Muito boa a matéria. Eu acho que Kasparov tinha uma grande parcela de razão, Fischer condenava 1.P4D, Medo, puro medo, ele queira ditar as regras do match também. Por isso não acho o melhor de todos os tempos, está um pouco longe disto.
Enfim, todos os parágrafos dizem o que todo mundo já sabe:
Fischer amarelou. Teve medo. Correu. E o pior nisso:
Por causa do despreparo contra o grande Karpov.
Não adiante dizer que não tinha ajudantes, tinha o Evans, o Bob Wade, tinha Larssen ... Fischer não era tão solitário...
Karpov já longe da sua forma segurou Kasparov, em forma, por 3 matches sem nenhuma derrota de diferença, isso já diz muito o quanto ele estaria bem preparado contra Fischer em 75.
Americaninho teve medo e Kasparov diz isso muito bem nas entrelinhas.

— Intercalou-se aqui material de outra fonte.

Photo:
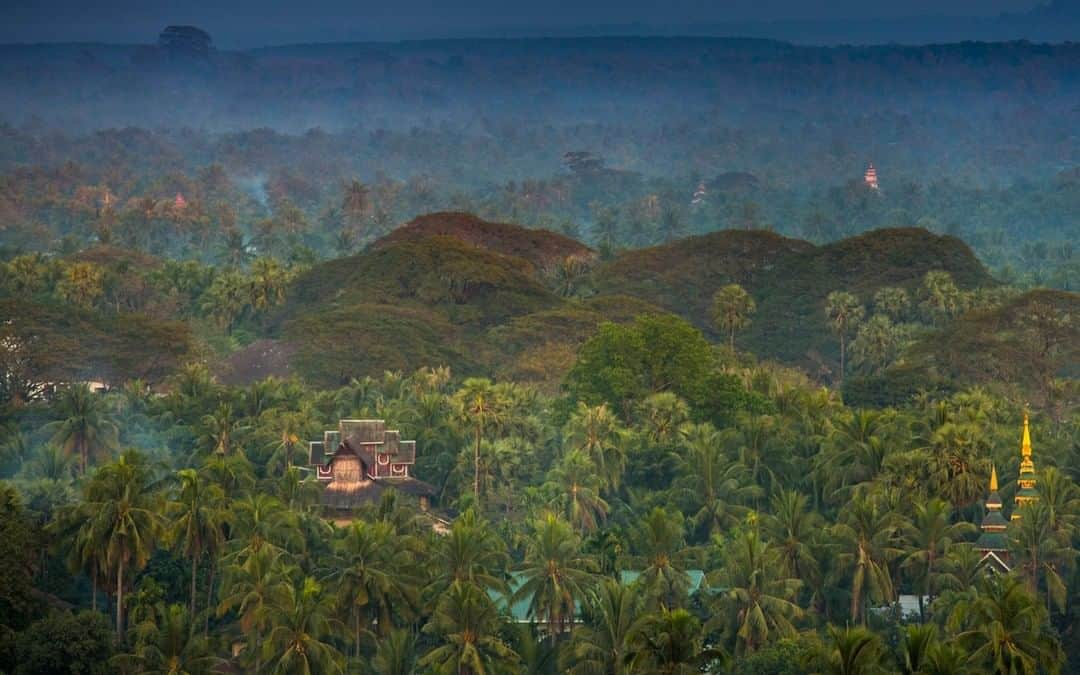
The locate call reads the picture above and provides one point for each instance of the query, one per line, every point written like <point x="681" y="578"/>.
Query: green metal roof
<point x="520" y="610"/>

Concordo com a análise de GK.
No xadrez competitivo e numa época de significativo salto qualitativo na preparação os 03 anos de afastamento de Fischer lhe custariam o título mundial. Bobby, como bom conhecedor do xadrez, sabia bem que Karpov significava a vanguarda de uma revolução que se iniciou nos anos 70.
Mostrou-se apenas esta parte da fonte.